Abu Nasr abu-nasr at SPAMusa.net
Thu Jun 15 17:09:53 MDT 2000


Dear comrades!

Riad is right about the different sects in Lebanon having different foreign
supporters and patrons.  It wasn't only the Maronites.  For example in the
1850s or 1860s the Maronites and Druze fought a bloody war, only actually
behind the scenes it was the French supporting the Maronites and the British
supporting the Druze!  Great to fight a war but use somebody else's bodies!

Also Riad was right to notice the issue of international trade.  It's not so
new.  I mean of course there was international trade in the Phoenicians' time.
 But even more recently, by the 1400s, the Venetians traded with the Islamic
world and had consulates in Alexandria and Damascus.  Venice locked the
Genoese out of the eastern shipping trade, by the way, and that compelled some
of them, like one Christopher Columbus, to think about going West to reach the
East.  But I'm sure our Latin American comrades know the rest of that story
better than I do.

With revolutionary greetings!

Abu Nasr

Riad Koubaisi <hamman at inco.com.lb> wrote:
  HI Comrades:
 First, i really admire the greeting of comrade julio and the notes of
comrade nestor.
 But here i must clear something about the  maronite, i think comrade
nestor you were a bit severe with the maronite.
         you wrote:
 >Now, the well-to-do Maronites have been for a very long time good
>trading partners of the West, particularly of France. Not only
>trading partners, but political partners as well. Maronite culture,
>as a general rule, has been a culture of subservience to the ruling
>powers from abroad rather than a culture of national common struggle
>with their Islamic fellow countrypeople. It is not a matter of chance
>at all that Maronites manned the South Lebanon Army. It was just a
>logical outcome of their history. Quislings would be their name in the
West.
     Riad:
 NO, they were not always a culture of subservience to the ruling
powers from abroad , or lets say they were not the only sect that
cringed to get help from the aboard.for example in the Ottoman govern
the relation between the maronite and the govern was too weak and by
this they intersect with the situation of the shiite. in the other side
the sunnite and the Christian{orthodox} were in a good relation with the
govern.
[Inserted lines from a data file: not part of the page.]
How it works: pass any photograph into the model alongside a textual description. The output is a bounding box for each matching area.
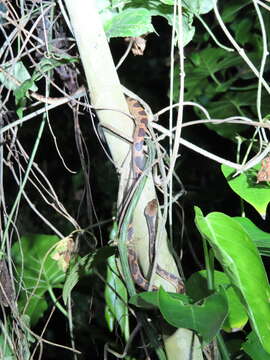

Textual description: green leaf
[186,270,248,332]
[0,3,8,25]
[158,288,228,343]
[63,246,115,304]
[178,47,243,101]
[183,0,217,15]
[160,0,216,15]
[195,207,270,352]
[105,255,129,341]
[0,61,38,91]
[104,9,154,38]
[129,291,189,309]
[12,234,65,326]
[32,54,79,81]
[242,331,270,360]
[221,165,270,218]
[234,217,270,256]
[222,0,249,22]
[0,333,16,360]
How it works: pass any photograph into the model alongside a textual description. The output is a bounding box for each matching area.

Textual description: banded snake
[119,97,184,295]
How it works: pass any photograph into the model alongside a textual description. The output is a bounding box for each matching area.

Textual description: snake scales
[127,97,184,293]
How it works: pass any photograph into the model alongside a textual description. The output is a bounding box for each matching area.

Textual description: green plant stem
[216,333,231,360]
[48,286,68,318]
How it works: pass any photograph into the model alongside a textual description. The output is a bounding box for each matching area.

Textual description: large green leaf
[195,207,270,352]
[234,216,270,256]
[12,234,65,325]
[104,8,154,38]
[158,288,228,343]
[221,165,270,218]
[242,331,270,360]
[186,270,248,332]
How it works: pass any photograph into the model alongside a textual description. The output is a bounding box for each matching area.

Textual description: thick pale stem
[65,0,200,360]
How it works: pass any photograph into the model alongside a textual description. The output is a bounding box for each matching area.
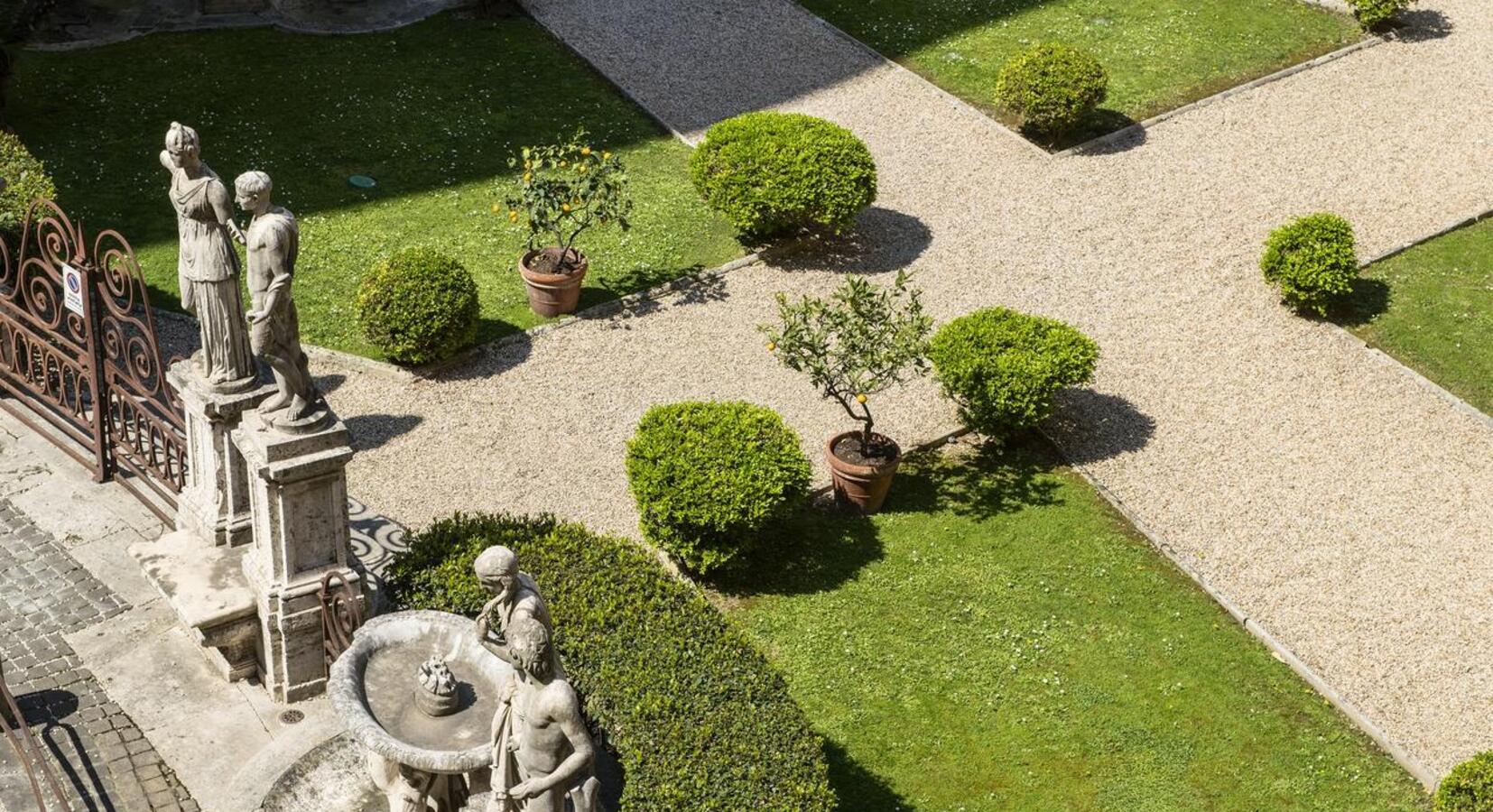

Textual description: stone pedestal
[166,361,274,547]
[233,412,360,702]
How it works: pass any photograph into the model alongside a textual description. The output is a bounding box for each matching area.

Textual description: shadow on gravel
[776,206,933,273]
[1393,9,1456,42]
[1048,390,1155,466]
[1327,276,1395,327]
[430,333,534,383]
[709,499,886,597]
[343,415,424,451]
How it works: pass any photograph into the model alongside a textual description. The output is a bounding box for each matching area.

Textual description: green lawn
[6,15,742,356]
[1336,219,1493,413]
[801,0,1360,143]
[721,442,1427,812]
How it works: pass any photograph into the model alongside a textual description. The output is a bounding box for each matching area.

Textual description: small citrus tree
[758,272,933,457]
[505,130,633,273]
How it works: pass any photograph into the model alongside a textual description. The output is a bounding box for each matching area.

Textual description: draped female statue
[162,121,258,391]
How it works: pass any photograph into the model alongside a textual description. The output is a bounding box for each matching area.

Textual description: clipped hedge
[996,42,1109,137]
[627,401,812,573]
[388,513,836,812]
[929,308,1099,436]
[1349,0,1415,30]
[1260,212,1359,315]
[0,130,57,235]
[358,248,478,364]
[1436,750,1493,812]
[690,112,876,239]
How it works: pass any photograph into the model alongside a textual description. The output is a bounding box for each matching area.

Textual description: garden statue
[472,545,554,668]
[160,121,258,392]
[488,616,600,812]
[233,171,330,431]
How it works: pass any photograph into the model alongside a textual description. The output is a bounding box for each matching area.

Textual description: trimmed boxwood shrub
[1349,0,1415,30]
[358,248,478,364]
[929,308,1099,436]
[388,513,835,812]
[996,42,1109,137]
[627,401,812,573]
[0,130,57,235]
[1260,212,1359,315]
[690,112,876,239]
[1436,750,1493,812]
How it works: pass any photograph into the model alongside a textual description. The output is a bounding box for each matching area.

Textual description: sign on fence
[62,263,84,315]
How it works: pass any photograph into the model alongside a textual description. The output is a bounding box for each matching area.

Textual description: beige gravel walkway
[324,0,1493,775]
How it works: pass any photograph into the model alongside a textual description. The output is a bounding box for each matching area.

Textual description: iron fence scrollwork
[0,200,187,521]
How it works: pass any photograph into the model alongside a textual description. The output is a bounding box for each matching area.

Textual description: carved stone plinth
[233,412,360,702]
[166,361,274,547]
[130,530,260,682]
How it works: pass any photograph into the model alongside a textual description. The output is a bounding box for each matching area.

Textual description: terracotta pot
[824,431,902,513]
[518,248,591,318]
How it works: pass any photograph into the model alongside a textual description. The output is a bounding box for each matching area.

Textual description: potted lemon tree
[494,132,633,317]
[760,272,933,513]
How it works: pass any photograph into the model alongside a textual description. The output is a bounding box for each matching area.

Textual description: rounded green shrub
[929,308,1099,436]
[1436,750,1493,812]
[388,513,836,812]
[0,130,57,235]
[690,112,876,239]
[358,248,478,364]
[1349,0,1415,30]
[627,401,812,573]
[1260,214,1359,315]
[996,42,1109,137]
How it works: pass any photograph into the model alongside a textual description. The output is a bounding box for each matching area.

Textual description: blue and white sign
[62,263,84,315]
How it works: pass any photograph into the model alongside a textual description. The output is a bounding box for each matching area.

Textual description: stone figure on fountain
[472,545,554,668]
[160,121,258,392]
[233,171,331,433]
[487,616,600,812]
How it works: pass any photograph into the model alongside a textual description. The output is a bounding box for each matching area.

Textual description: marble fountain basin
[327,611,514,773]
[263,611,512,812]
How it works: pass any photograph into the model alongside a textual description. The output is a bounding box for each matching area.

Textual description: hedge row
[390,513,836,812]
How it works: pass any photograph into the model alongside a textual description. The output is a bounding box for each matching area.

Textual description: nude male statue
[488,616,600,812]
[233,171,324,429]
[472,545,563,671]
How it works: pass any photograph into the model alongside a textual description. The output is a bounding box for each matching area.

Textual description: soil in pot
[826,431,902,513]
[518,248,589,318]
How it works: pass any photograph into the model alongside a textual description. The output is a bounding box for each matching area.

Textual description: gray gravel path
[318,0,1493,775]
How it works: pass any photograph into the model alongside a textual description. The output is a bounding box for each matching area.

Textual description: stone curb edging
[1038,429,1438,792]
[1051,34,1388,158]
[783,0,1388,158]
[1322,208,1493,429]
[783,0,1053,158]
[514,0,696,146]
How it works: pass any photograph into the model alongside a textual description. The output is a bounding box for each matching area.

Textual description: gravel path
[320,0,1493,775]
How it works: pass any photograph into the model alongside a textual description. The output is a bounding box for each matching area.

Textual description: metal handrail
[0,656,73,812]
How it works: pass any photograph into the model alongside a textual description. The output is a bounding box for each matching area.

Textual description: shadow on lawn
[824,739,913,812]
[710,499,886,597]
[883,436,1060,520]
[6,14,677,261]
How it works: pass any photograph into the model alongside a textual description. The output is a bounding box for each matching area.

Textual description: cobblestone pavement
[0,499,197,812]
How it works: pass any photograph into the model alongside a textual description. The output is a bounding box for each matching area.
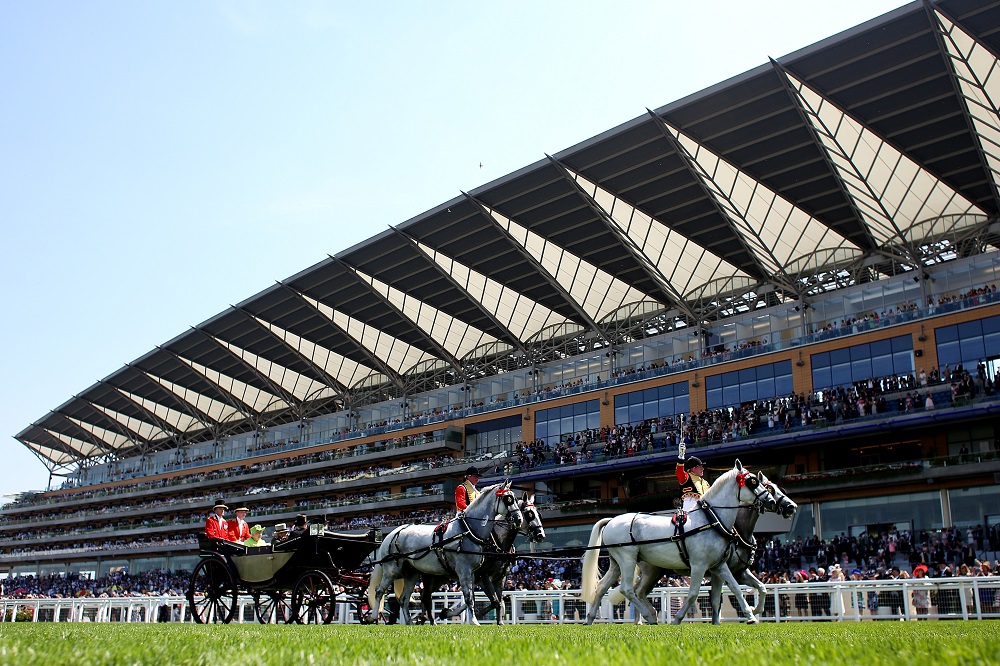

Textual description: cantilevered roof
[17,0,1000,468]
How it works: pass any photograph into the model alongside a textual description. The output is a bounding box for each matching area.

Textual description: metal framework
[16,0,1000,474]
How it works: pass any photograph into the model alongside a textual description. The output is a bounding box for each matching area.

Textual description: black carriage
[187,526,379,624]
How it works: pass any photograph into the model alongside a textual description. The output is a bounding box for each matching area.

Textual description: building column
[941,488,952,527]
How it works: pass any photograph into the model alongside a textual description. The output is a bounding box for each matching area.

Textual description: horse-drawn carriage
[187,525,379,624]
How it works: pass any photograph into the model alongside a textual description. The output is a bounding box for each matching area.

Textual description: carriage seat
[198,537,247,555]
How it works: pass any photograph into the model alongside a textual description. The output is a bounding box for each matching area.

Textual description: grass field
[0,621,1000,666]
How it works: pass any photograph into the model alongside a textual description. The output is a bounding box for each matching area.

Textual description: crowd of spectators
[0,569,190,599]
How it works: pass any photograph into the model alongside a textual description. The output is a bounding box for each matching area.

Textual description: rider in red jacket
[205,500,232,541]
[455,467,479,511]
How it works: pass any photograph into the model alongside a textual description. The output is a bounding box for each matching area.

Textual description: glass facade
[615,382,691,425]
[535,400,601,446]
[465,416,521,453]
[819,490,944,540]
[948,486,1000,527]
[780,503,816,542]
[934,316,1000,370]
[705,361,793,409]
[810,335,913,391]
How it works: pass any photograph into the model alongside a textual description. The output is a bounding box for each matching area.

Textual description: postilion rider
[677,442,710,512]
[205,500,232,541]
[243,525,267,548]
[455,467,479,513]
[229,506,250,543]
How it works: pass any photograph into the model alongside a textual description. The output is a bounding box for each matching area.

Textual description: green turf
[0,621,1000,666]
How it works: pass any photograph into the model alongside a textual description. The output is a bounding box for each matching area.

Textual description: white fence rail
[0,577,1000,624]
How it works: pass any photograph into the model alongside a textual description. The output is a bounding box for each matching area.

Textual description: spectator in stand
[227,506,250,543]
[205,500,232,541]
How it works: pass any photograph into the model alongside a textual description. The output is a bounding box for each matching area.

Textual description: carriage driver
[205,500,232,541]
[455,467,479,512]
[677,441,709,511]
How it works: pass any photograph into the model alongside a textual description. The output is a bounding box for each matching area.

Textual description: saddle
[670,509,691,567]
[431,520,451,548]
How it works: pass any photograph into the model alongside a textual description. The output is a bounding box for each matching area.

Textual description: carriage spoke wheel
[292,571,337,624]
[187,557,237,624]
[253,590,292,624]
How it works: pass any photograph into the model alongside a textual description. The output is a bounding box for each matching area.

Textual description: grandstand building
[0,0,1000,576]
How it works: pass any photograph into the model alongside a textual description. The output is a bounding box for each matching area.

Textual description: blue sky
[0,0,903,502]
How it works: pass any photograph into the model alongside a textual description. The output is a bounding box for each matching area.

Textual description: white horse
[420,493,545,625]
[368,481,524,625]
[608,472,799,624]
[582,460,775,624]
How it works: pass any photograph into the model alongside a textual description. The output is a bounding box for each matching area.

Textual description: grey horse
[582,460,776,624]
[420,493,545,625]
[368,481,524,624]
[608,473,799,624]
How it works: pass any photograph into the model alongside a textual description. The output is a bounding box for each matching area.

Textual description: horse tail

For the good relation between the maronite and france, we must
be clear that each sect in lebanon was and is supported from aboard.
Sunnite from Ottoman and then saudi arabia{gulf countries} shiite from
iran, orthodox from russia even though when it became USSR , and the
maronite from france. to be more clear i can say to you that lebanon
mostly was formed because of  the maronite demands, since the orthodox
have had no problem to live in a country where they are minority but
Maronites have had problem.although they became now a minority if they
were compared to the shiite for example.
        concerning the dealing between israel and the maronite i must
say that its seems there is a big doubt in this matter, it may be
surprising to you but South Lebanon Army was formed from 30% of
christians{mostly maronite} and 70% of shiite; moreover the basic reason
why South Lebanon Army{saad hadad army}was formed were the Palestinian
resistance, imagine how the sectarian logic take its place, the shiite
joined saad hadad army and had had no problem to deal with the israeli
just because the Palestinian resistance was sunnite, some stories says
that some of the shiite were happy when the israeli occupied south
lebanon in 1978 and 1982, even though some of the Palestinian
organizations were acting in a sectarian way.{ surly not the secular
one}
        You wrote:
   >I enclose "foreign" between quotation marks because in
>the vast Eastern Mediterranean Basin there was not EXACTLY "foreign"
>trade until quite recently, in the sense that many different peoples
>lived under Ottoman rule, trading between them within a same
>political construction as if they did not belong to a single unity.
    Riad:
 Not completely, there was a a kind of trade with far countries in the
date of Phoenician {BC}, those who lived on the western coasts of the
fertile crescent{ shores of lebanon and syria}found that there only way
to get source of life is sea, trading after getting beyond the sea {
since they didn't had lands to plant}
         With revolutionary greetings!